Talvez o que haja de melhor em Zoroastro seja a abertura, quase desafio para se seguir adiante perguntando, descobrindo, mudando e tudo isso, num movimento dinâmico de progresso. Nada está fechado numa ortodoxia oficial. Em seus cânticos ele faz 93 perguntas sem respostas. Está ausente ali a arrogância de dono de uma verdade estática e acabada.
A doutrina de Zoroastro ensina a emancipação e a autonomia do indivíduo. Só a partir disso se torna possível a descoberta do outro como pessoa e conseqüentemente a criação de comunidade. Não há lugar nessa visão para qualquer anulação do ego. Antes, o ego é reafirmado e colocado como base do encontro com o outro. Se sadio e bem amado o ego forte é poderoso na capacidade de doação e desprendimento.

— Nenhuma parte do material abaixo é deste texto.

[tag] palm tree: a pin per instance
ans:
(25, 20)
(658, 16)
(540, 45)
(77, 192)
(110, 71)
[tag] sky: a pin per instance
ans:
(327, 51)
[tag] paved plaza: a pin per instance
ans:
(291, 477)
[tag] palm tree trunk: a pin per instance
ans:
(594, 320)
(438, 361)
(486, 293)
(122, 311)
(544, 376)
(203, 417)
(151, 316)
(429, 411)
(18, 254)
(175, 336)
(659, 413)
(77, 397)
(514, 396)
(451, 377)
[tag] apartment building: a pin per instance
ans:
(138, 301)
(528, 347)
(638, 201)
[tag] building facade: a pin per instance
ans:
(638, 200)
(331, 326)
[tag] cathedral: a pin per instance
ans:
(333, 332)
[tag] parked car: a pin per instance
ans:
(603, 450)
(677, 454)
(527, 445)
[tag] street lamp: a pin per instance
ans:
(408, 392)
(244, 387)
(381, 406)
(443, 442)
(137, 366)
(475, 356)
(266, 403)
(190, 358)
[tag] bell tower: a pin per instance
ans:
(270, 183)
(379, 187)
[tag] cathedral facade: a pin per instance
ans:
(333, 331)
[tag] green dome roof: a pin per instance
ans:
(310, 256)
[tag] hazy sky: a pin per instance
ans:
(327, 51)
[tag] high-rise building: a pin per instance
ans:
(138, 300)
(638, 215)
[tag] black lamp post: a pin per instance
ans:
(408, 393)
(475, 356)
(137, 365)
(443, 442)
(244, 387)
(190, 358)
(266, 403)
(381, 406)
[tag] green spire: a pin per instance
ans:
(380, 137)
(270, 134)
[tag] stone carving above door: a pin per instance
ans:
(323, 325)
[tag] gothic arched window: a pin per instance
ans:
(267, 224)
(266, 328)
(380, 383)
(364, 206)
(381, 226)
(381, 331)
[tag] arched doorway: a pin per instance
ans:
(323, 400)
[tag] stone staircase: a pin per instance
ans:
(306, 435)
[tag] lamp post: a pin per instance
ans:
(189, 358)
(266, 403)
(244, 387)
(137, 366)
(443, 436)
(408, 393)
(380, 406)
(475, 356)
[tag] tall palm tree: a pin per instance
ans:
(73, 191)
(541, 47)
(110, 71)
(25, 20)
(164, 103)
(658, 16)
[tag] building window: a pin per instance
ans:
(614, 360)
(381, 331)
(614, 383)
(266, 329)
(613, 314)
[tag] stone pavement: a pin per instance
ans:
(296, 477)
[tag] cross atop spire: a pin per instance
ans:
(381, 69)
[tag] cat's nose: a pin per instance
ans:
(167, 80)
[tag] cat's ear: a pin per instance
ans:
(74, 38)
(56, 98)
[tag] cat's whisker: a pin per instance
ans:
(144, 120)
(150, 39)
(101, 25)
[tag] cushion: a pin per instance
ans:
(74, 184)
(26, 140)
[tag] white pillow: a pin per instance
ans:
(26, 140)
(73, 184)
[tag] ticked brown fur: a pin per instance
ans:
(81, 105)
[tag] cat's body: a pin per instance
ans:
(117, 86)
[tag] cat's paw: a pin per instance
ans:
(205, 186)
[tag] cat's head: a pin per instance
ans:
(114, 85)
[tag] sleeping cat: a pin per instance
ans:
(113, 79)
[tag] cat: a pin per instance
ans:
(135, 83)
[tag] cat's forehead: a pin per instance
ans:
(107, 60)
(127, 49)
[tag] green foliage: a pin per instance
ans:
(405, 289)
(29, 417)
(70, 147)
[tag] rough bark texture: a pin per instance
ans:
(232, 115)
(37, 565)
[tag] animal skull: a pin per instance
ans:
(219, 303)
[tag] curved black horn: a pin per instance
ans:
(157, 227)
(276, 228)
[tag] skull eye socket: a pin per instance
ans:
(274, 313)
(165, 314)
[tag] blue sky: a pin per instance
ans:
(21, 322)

A sociedade é para ser organizada dentro desses princípios de livre escolha, boa mente e busca do bem de todos os seres.
Os líderes têm que ser escolhidos por serem justos e equilibrados.
Zoroastro, apesar das dificuldades que enfrenta em seu tempo e que, também desencadeiam sua busca, não vê o mundo como arruinado, do qual urge fugir e se possível salvar alguns. Antes, o mundo é uma obra em fase de acabamento ao qual somos convidados a unir criativamente nas nossas vidas. Essa visão de mundo provoca uma ética diferente da que dominou o mundo ocidental, que recorre à punição/recompensa como veículo principal de estímulo ou contenção. A prática profunda desse pensamento na sociedade não teria criado um sistema judiciário com prisões.
O ser humano não está contaminado pelo pecado, antes, pelo contrário, capacitado à escolher a boa mente e a construir um mundo diferente. Uma leitura de Zoroastro com essa abundância de negações não lhe faz justiça. O contexto judaico cristão onde estamos inseridos, porém nos obriga a usar esses termos, pelo menos num primeiro momento.
Resgatado e atualizado esse velho pensamento pode fornecer material para a ética que precisamos nesse nosso tempo. Ele é aberto, estimula o conhecimento e a pesquisa, é ecológico, inclusivo e pode ser também fonte de uma profunda e rica espiritualidade.